In our opinion: Charging for content

IT took a few attempts, but media magnate, Rupert Murdoch, appears to have created his desired new orthodoxy: that newspapers charging for access to their content published on the internet is a perfectly reasonable thing to do.

For readers of his UK newspapers – the Times, Sun, etc – if they want to read them online, they’ll be first met by a ‘paywall’.

And so, starting today, Johnston Press, the publisher of The Scotsman, is charging for access to the online versions of three of its local titles. With another three, it is suggesting more can be read by buying the paper.

One of the sites charging for access is Scottish: the Southern Reporter. Meanwhile, another of Johnston’s Scottish newspaper sites – for the Carrick Gazette – is recommending readers purchase the paper (though, at the time of writing – Nov 30, 11.10am – access to stories on both sites still appeared to be free).

The rest of the newspaper industry will be watching, and no doubt praying, that the experiment is a success. What may emerge from the exercise are newspapers further recognising the value of sourcing exclusive content, with a corresponding reduced emphasis on using agency copy and touched-up media releases – which are often repeated across any number of titles.

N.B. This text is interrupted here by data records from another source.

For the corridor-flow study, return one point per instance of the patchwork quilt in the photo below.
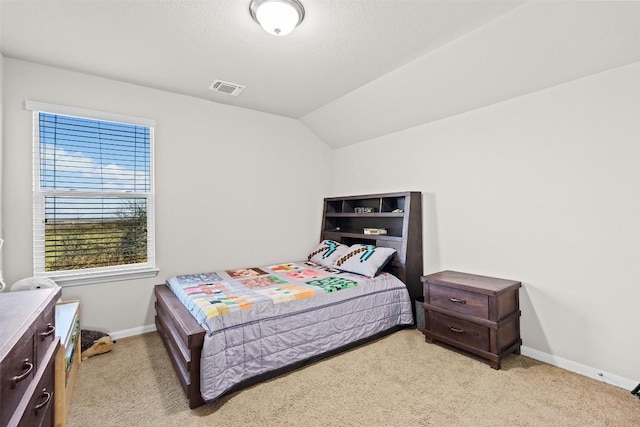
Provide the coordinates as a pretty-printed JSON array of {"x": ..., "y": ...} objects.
[{"x": 263, "y": 318}]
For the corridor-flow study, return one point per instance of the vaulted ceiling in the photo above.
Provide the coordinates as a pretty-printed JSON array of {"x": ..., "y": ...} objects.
[{"x": 352, "y": 70}]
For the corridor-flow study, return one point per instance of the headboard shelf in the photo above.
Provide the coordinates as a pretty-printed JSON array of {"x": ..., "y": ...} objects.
[
  {"x": 337, "y": 235},
  {"x": 344, "y": 220}
]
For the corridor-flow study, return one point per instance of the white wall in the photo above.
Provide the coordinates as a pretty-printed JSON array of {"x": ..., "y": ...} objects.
[
  {"x": 1, "y": 161},
  {"x": 233, "y": 186},
  {"x": 543, "y": 189}
]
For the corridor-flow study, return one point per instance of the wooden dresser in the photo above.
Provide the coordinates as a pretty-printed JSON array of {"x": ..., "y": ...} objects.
[
  {"x": 28, "y": 346},
  {"x": 474, "y": 313}
]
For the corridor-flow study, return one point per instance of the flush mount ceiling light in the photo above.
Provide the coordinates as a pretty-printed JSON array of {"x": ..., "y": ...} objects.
[{"x": 277, "y": 17}]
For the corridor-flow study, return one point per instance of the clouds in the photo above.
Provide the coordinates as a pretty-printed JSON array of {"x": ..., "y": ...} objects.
[{"x": 80, "y": 170}]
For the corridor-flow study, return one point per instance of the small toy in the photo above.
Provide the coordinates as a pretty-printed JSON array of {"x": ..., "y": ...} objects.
[{"x": 94, "y": 342}]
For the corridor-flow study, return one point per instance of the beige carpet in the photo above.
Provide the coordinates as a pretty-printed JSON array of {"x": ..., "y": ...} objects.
[{"x": 397, "y": 381}]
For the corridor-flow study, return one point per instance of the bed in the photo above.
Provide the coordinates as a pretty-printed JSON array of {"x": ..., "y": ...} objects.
[{"x": 226, "y": 330}]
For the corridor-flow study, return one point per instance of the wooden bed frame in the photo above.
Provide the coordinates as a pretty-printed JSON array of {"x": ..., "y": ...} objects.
[{"x": 183, "y": 337}]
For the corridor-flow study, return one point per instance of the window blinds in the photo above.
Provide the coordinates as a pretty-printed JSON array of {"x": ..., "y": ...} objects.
[{"x": 92, "y": 194}]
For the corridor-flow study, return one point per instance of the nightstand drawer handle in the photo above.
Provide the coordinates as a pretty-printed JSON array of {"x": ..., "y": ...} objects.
[
  {"x": 47, "y": 397},
  {"x": 29, "y": 368},
  {"x": 50, "y": 329}
]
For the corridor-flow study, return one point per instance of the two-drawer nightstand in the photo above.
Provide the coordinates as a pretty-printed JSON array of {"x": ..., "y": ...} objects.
[{"x": 474, "y": 313}]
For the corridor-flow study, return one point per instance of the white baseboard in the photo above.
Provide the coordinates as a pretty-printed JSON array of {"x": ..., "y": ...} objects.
[
  {"x": 133, "y": 331},
  {"x": 579, "y": 368}
]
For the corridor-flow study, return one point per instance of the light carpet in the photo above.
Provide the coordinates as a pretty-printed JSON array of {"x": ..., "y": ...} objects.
[{"x": 398, "y": 380}]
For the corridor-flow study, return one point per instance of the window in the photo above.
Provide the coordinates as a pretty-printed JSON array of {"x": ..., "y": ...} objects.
[{"x": 93, "y": 205}]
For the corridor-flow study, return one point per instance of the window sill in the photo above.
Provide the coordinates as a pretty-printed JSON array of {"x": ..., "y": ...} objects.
[{"x": 90, "y": 278}]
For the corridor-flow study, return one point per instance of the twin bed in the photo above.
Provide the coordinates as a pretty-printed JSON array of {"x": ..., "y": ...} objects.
[{"x": 229, "y": 329}]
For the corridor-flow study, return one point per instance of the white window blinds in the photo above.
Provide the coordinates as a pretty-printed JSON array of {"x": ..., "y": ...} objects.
[{"x": 93, "y": 196}]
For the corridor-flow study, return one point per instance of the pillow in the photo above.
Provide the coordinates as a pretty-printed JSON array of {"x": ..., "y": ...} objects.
[
  {"x": 327, "y": 252},
  {"x": 367, "y": 260}
]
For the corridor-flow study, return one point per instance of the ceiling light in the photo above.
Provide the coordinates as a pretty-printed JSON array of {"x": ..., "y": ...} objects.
[{"x": 277, "y": 17}]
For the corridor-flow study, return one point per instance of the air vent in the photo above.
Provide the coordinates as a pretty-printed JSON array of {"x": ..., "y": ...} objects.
[{"x": 226, "y": 87}]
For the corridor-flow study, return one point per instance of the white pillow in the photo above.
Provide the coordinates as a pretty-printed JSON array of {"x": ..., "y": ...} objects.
[
  {"x": 327, "y": 252},
  {"x": 367, "y": 260}
]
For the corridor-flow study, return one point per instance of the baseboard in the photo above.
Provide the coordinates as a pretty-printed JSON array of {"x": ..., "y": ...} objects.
[
  {"x": 579, "y": 368},
  {"x": 133, "y": 331}
]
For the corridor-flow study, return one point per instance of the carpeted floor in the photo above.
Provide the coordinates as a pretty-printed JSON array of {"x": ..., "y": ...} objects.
[{"x": 396, "y": 381}]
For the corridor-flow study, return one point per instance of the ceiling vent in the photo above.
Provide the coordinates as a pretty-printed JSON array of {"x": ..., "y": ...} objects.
[{"x": 226, "y": 87}]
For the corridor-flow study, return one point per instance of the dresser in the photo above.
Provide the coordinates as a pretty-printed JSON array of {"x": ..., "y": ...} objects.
[
  {"x": 477, "y": 314},
  {"x": 28, "y": 346},
  {"x": 68, "y": 357}
]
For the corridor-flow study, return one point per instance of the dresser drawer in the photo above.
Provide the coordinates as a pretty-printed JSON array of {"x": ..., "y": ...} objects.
[
  {"x": 458, "y": 300},
  {"x": 39, "y": 410},
  {"x": 18, "y": 371},
  {"x": 45, "y": 332},
  {"x": 458, "y": 330}
]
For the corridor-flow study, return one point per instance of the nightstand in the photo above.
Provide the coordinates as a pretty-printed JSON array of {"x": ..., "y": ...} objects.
[{"x": 477, "y": 314}]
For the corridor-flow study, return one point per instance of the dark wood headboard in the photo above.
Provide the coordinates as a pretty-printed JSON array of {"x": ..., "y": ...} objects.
[{"x": 345, "y": 218}]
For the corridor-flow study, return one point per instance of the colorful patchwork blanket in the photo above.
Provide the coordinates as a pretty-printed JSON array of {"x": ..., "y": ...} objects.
[
  {"x": 261, "y": 319},
  {"x": 226, "y": 298}
]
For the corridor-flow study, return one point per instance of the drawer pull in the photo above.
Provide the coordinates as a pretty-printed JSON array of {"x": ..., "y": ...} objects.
[
  {"x": 47, "y": 397},
  {"x": 29, "y": 368},
  {"x": 50, "y": 329}
]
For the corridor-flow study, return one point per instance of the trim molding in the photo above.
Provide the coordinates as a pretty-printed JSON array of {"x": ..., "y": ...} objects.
[{"x": 578, "y": 368}]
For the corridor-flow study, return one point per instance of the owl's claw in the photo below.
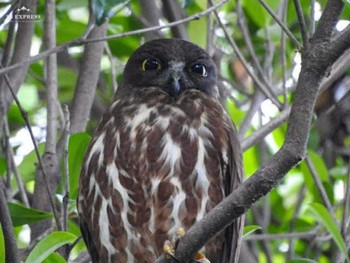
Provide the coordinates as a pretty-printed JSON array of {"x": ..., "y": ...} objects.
[{"x": 170, "y": 246}]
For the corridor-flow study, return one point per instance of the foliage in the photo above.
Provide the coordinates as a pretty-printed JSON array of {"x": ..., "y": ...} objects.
[{"x": 297, "y": 206}]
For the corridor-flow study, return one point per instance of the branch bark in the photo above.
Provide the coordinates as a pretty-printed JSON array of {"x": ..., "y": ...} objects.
[
  {"x": 87, "y": 81},
  {"x": 315, "y": 65},
  {"x": 21, "y": 52},
  {"x": 12, "y": 254},
  {"x": 48, "y": 178}
]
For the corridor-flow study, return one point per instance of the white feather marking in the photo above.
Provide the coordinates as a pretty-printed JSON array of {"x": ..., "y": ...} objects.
[
  {"x": 171, "y": 152},
  {"x": 202, "y": 180},
  {"x": 104, "y": 231},
  {"x": 178, "y": 199},
  {"x": 163, "y": 122},
  {"x": 142, "y": 114},
  {"x": 112, "y": 170}
]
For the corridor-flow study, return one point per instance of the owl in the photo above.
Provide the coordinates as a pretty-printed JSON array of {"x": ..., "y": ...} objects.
[{"x": 163, "y": 155}]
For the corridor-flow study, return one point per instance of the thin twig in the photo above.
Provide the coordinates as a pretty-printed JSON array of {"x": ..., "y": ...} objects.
[
  {"x": 113, "y": 66},
  {"x": 21, "y": 188},
  {"x": 344, "y": 222},
  {"x": 66, "y": 170},
  {"x": 282, "y": 25},
  {"x": 265, "y": 130},
  {"x": 320, "y": 186},
  {"x": 81, "y": 41},
  {"x": 7, "y": 229},
  {"x": 302, "y": 24},
  {"x": 24, "y": 115}
]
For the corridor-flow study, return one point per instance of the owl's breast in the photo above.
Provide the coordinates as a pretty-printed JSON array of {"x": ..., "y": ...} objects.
[{"x": 161, "y": 166}]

It’s understood the Johnston Press sites will ask users to pay £5 for a three-month subscription to read the full articles or ask them to buy the newspapers. As well as the Southern Reporter and the Carrick Gazette, the other titles involved are the Worksop Guardian, the Ripley & Heanor News, the Whitby Gazette and the Northumberland Gazette.

Not that newspapers charging for online content is terribly new, it’s just that it has thus far been about access to ‘premium content’.

If you click on to FT.com, the website of the Financial Times, you soon find that, after having accessed two articles for free, you are then invited to register.

Already, there is a proportion of content, including opinion pieces and some features, on The Scotsman’s website that sits behind a paywall. But the majority of content on scotsman.com is free to access.

Scotsman Publications managing director, Michael Johnston, told allmediascotland.com: “Scotsman Publications has charged for premium content for some time, way prior to the Johnston Press acquisition [of it] in January 2006, and there are no specific plans at present to change this position although, as with everything, this may be reviewed.”

Also keeping their options open are the publishers of the Sunday Post, Press and Journal and Courier newspapers, DC Thomson. Says a spokesperson: “As far as paywalls are concerned, we’re not ruling anything in or anything out at this stage.”

But Trinity Mirror’s group digital publishing director, David Black, reminds us that, even if all newspapers were to, in concert, charge for access to their online content (and that is unlikely to happen, not least because of The Guardian’s seeming almost principled commitment to free content), there is still a huge source of free news to contend with: the BBC.

Trinity Mirror does not charge for access to its content on any of its national newspaper websites – including dailyrecord.co.uk or mirror.co.uk – or those of its network of regional newspapers: in Scotland, its Scottish & Universal titles.

Black also told allmediascotland: “We have no immediate plans to charge for content, but wouldn’t rule it out in the future. With so much content provided online by the BBC, for free, it’s challenging for commercial publishers to charge for general news.

“However, that’s not say there might not be niche content that could be charged for in the future and there are models already operating that do charge, such as the FT’s premium, high-value financial information.”

And therein lies the possible paradigm shift: Not charging for access to everything, but charging for access to special, ‘members only’ content.

You are automatically a member when you buy the newspaper, you need to become one to access the site.

PS Express Newspapers replied to an allmediascotland query about its online charging plans, if any, by saying it didn’t want to comment. The publisher of The Herald group of newspapers has yet to reply; ditto, the publisher of the Scottish Daily Mail.